Dexia Business Model Canvas
Discover Dexia’s strategic engine with a concise Business Model Canvas snapshot—covering customer segments, core value propositions, revenue streams, and risk drivers—to understand how the bank creates and captures value in complex markets; purchase the full, editable Canvas (Word & Excel) for a detailed, section-by-section guide, strategic implications, and ready-to-use insights for investors, consultants, and executives.
Partnerships
As primary shareholders, the Belgian and French States provide capital injections and guarantees—Belgium committed €4.0bn and France €3.7bn in the 2011-2012 rescue framework—and continue to back Dexia’s multi-year wind-down, ensuring the group meets obligations on ~€200bn of legacy assets and remains solvent within the official resolution framework.
Dexia operates under strict supervision by the European Central Bank and national regulators during its run-off, with formal reviews of compliance and capital adequacy; at end-2024 Dexia’s covered portfolio stood at about €55bn, monitored against regulatory liquidity and leverage limits. Regulators oversee deleveraging and liquidity management—Dexia reduced risky exposures by ~40% since 2012—and mandatory dialogue governs execution of the orderly exit strategy.
Dexia partners with external asset managers and specialized service providers to manage its EUR 80–90bn legacy portfolio (2025), outsourcing valuation, stress-testing, and execution of structured trades to cut fixed costs as assets run down.

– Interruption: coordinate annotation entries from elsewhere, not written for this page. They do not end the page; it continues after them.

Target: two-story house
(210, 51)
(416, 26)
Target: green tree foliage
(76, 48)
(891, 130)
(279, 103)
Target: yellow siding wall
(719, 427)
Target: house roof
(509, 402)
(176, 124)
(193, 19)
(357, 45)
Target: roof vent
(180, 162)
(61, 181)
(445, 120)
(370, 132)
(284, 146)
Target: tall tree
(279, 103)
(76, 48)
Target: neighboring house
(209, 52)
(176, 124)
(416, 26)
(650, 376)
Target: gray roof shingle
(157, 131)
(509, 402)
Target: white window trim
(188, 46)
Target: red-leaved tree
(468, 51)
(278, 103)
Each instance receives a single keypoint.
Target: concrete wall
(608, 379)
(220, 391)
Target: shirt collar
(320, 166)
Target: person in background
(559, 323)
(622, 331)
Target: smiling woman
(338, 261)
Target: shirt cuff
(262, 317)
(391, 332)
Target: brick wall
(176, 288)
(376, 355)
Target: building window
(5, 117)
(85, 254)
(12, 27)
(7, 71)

These third parties handle credit-risk models and repo operations, trimming operating expenses—management reported a ~15% reduction in run-off cost per annum since 2022.
Institutional Counterparties
Institutional counterparties—banks, broker-dealers, and CCPs—are essential for hedging derivatives and executing liquidity swaps; as of 2025 Dexia’s legacy portfolio still used counterparties for roughly €12.4bn of notional hedges and €3.1bn in short-term liquidity swaps processed monthly.
These ties handle technical risk mitigation and day-to-day settlement, keeping legacy market operations smooth and reducing settlement failures below 0.2% in 2024.
- €12.4bn notional hedges
- €3.1bn monthly liquidity swaps
- Settlement failures <0.2%
Resolution Authorities
Cooperation with the Single Resolution Board (SRB) is central: Dexia follows the SRB-approved restructuring plan that frames legal and operational limits for asset disposals and guarantees a controlled, systemic wind-down; as of 2025 Dexia’s remaining portfolio was ~€18.4bn, guiding phased disposals under SRB oversight.
- Aligns actions to SRB plan
- Defines legal/operational disposal limits
- Ensures systemic, controlled wind-down
- Drives phased sales of ~€18.4bn portfolio (2025)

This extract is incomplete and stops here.